Democratic super PACs are taking an unusual approach to this year’s presidential election: They’re not targeting former President Donald Trump.
A significant share of this cycle’s spending by pro-Democratic outside groups — who typically act as attack dogs — has gone to ads aimed at boosting positive perceptions of Vice President Kamala Harris. It’s a particularly striking shift after a majority of similar groups’ spending in both 2016 and 2020 was aimed at ramping up Trump’s negatives, a POLITICO analysis of ad spending found.
That stark contrast reflects a challenging reality: Harris began her abbreviated campaign in relative obscurity among many voters, sparking a frenzy to define her in the election’s final weeks. That’s particularly striking because this is Trump’s third straight presidential run — and even after his efforts to overturn the 2020 election results and his four indictments and conviction earlier this year, voters’ views of him are largely set.

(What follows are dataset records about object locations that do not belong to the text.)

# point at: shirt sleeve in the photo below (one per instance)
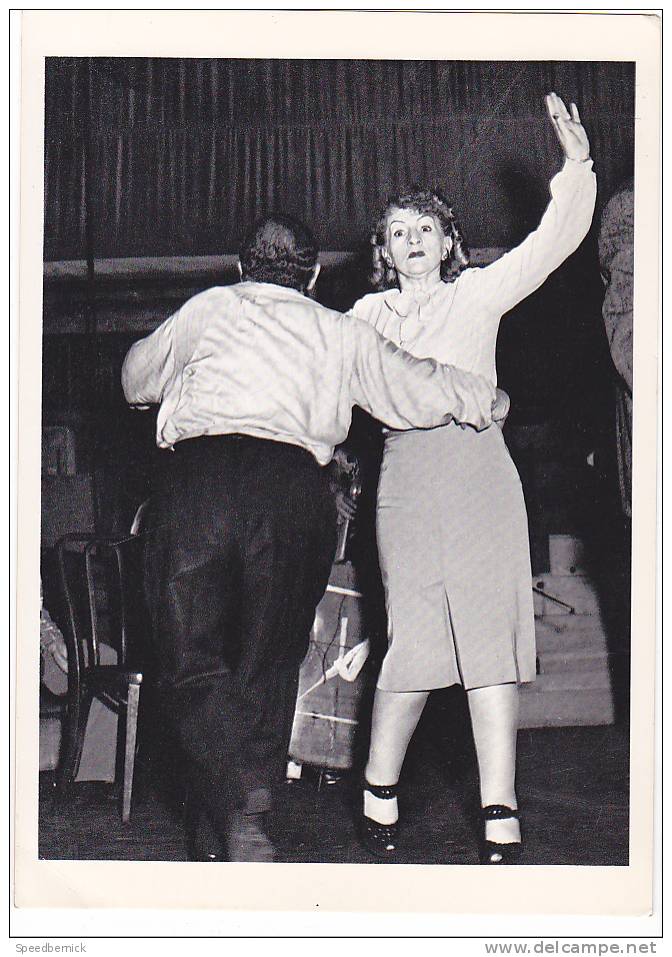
(564, 224)
(149, 365)
(404, 392)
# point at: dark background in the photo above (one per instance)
(165, 157)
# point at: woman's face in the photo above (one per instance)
(415, 243)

There may be little Democrats can do to win over most voters to Trump. Instead, since Harris’s elevation, Democrats have bet that their dollars would be better spent reintroducing the vice president to voters, from the basics of her biography to defending immigration to trying to lay out her vision for the economy.

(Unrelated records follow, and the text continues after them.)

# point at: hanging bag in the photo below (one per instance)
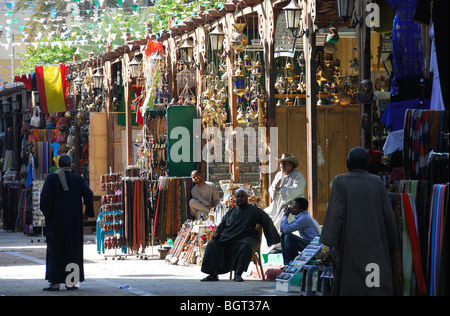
(36, 119)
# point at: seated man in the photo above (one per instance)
(307, 227)
(204, 196)
(236, 239)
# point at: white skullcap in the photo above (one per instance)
(241, 189)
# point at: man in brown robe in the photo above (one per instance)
(359, 227)
(236, 239)
(62, 199)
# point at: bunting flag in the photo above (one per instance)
(53, 88)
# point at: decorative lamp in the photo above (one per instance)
(239, 82)
(159, 60)
(6, 107)
(15, 105)
(98, 80)
(239, 40)
(345, 9)
(216, 37)
(187, 50)
(134, 67)
(293, 14)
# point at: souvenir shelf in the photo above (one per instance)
(110, 221)
(296, 267)
(38, 216)
(188, 247)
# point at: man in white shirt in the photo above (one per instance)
(204, 196)
(288, 184)
(303, 223)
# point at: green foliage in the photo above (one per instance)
(45, 55)
(97, 31)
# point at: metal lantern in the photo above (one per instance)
(134, 67)
(289, 72)
(239, 82)
(15, 105)
(345, 9)
(293, 14)
(247, 63)
(216, 37)
(6, 107)
(78, 81)
(187, 51)
(98, 80)
(239, 40)
(159, 60)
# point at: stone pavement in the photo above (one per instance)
(22, 271)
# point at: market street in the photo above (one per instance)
(22, 266)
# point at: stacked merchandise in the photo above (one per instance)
(38, 216)
(412, 277)
(110, 224)
(423, 133)
(11, 192)
(190, 243)
(290, 273)
(420, 207)
(25, 214)
(172, 208)
(438, 242)
(136, 215)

Meanwhile, Republican super PACs are sticking to the conventional playbook and only criticizing Harris, while barely mentioning Trump.

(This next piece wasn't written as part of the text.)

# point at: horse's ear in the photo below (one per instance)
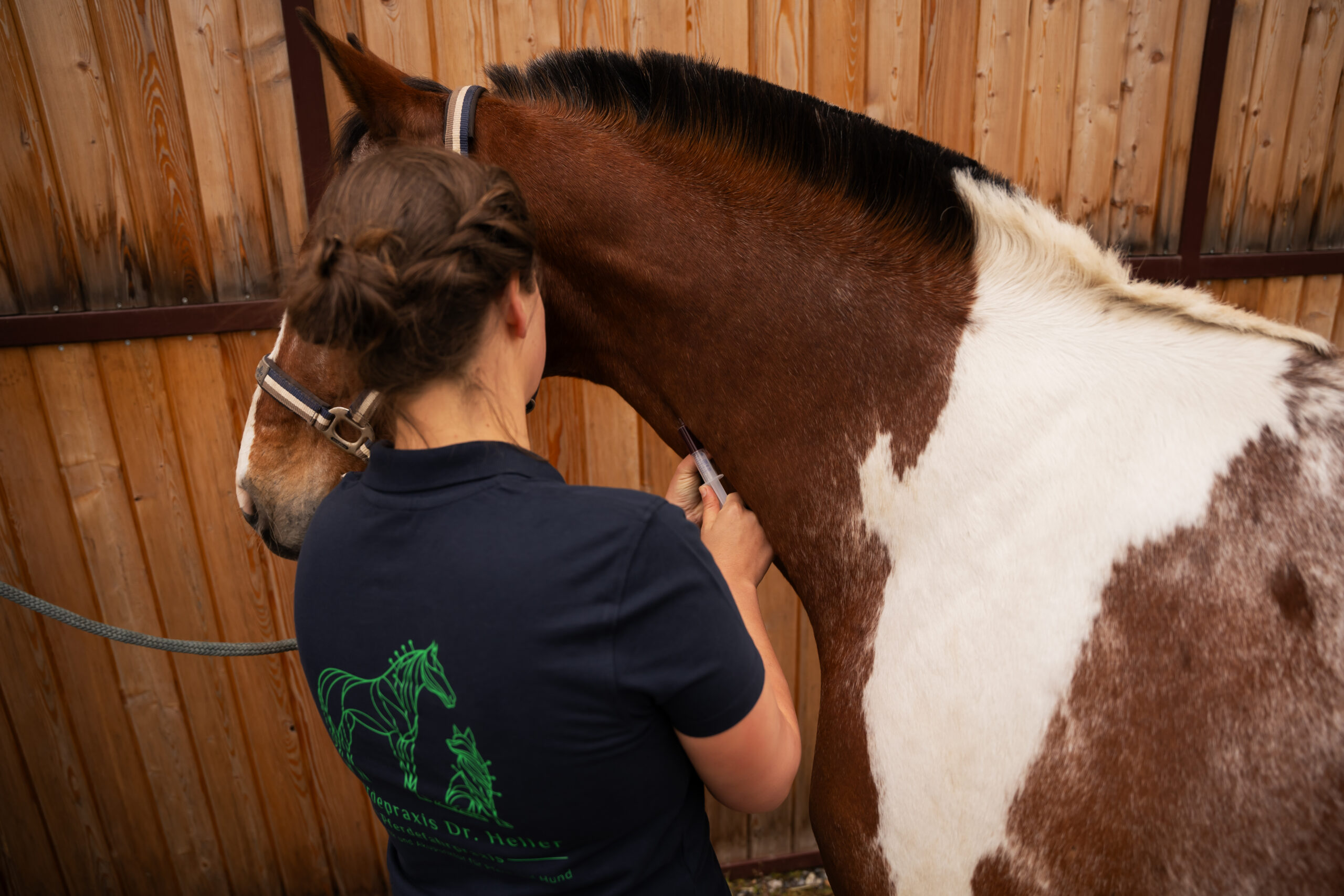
(392, 108)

The result is that voters in key swing states, including Pennsylvania, North Carolina and Georgia, are being bombarded with far more content about Harris, both positive and negative, than about Trump.
“Voters have nothing, no information that they need to gather to inform their decision about Donald Trump,” said Evan Roth Smith, chief pollster for the Democratic firm Blueprint, which has conducted tests on the effectiveness of various presidential ads. “All the information that voters need, for the voters who haven’t made up their minds in this election, is about Kamala Harris.”
Take Philadelphia, the media market that has attracted the most presidential ad spending over the past three weeks. The most-aired ad in the metro area during that period is from the pro-Trump super PAC Make America Great Again Inc., and it goes after Harris on immigration — without mentioning Trump. By contrast, the most-aired ad is from a Democratic outside group called the pro-Harris steamroller FF PAC, and it has Harris talking about the middle class and contains just one sentence going after Trump on taxes.
Since Harris replaced President Joe Biden as the Democratic nominee, about 80 percent of outside spending by Democratic-leaning groups has gone toward supporting her candidacy rather than attacking Trump, according to POLITICO analysis of Federal Election Commission data. (Under federal law, all outside groups must report their campaign activities to the FEC in near real time when they attempt to influence an election. They must classify spending as supporting or opposing a specific candidate.)
That’s a stark difference from previous election cycles: During the same period in 2020, about 60 percent of Democratic outside spending went to countering Trump. And in 2016, 87 percent of Democratic outside spending in the late summer and early fall went to pushing negative content about Trump.
It also stands in stark contrast to the approach of outside GOP groups, which have stuck to the traditional attack role of super PACs and spent nearly 90 percent of their independent spending on attacks on Harris since she replaced Biden.
The anti-Trump content hasn’t gone away: Harris’ campaign has run ads that attempted to tie the former president to Project 2025, the Heritage Foundation’s unpopular policy framework that Trump has sought to distance himself from. Last week, an ad was also released featuring a survivor of childhood sexual abuse talking about the importance of abortion rights and blaming Trump for state bans.
But the overall Democratic message flooding the airwaves is not that kind of onslaught. The share of anti-Trump content is significantly lower than even a few months ago, when Biden topped the Democratic ticket and both candidates were well established in the public eye.
American Bridge 21st Century, which oversees the second-largest pro-Democratic super PAC active in this cycle’s presidential election, has run mostly negative ads for most of the year. Its first contrasting ads, part of a strategy to target female voters who are less likely to have abortions, launched earlier this month.
The anti-Trump ads, which featured a veteran talking about Trump and the Jan. 6, 2021, insurrection at the U.S. Capitol, were part of a strategy to reach voters who pay less attention to politics. The goal was to remind them of Trump’s negative attributes, said Pat Dennis, president of American Bridge. The strategy complemented positive ads about Harris from her campaign and other groups, he said, in part because most voters didn’t need to know more about Trump.
“Anyone who watches CNN once a week or picks up a newspaper that deals with political reporting generally has a pretty good memory for why they don’t like Donald Trump,” Dennis said.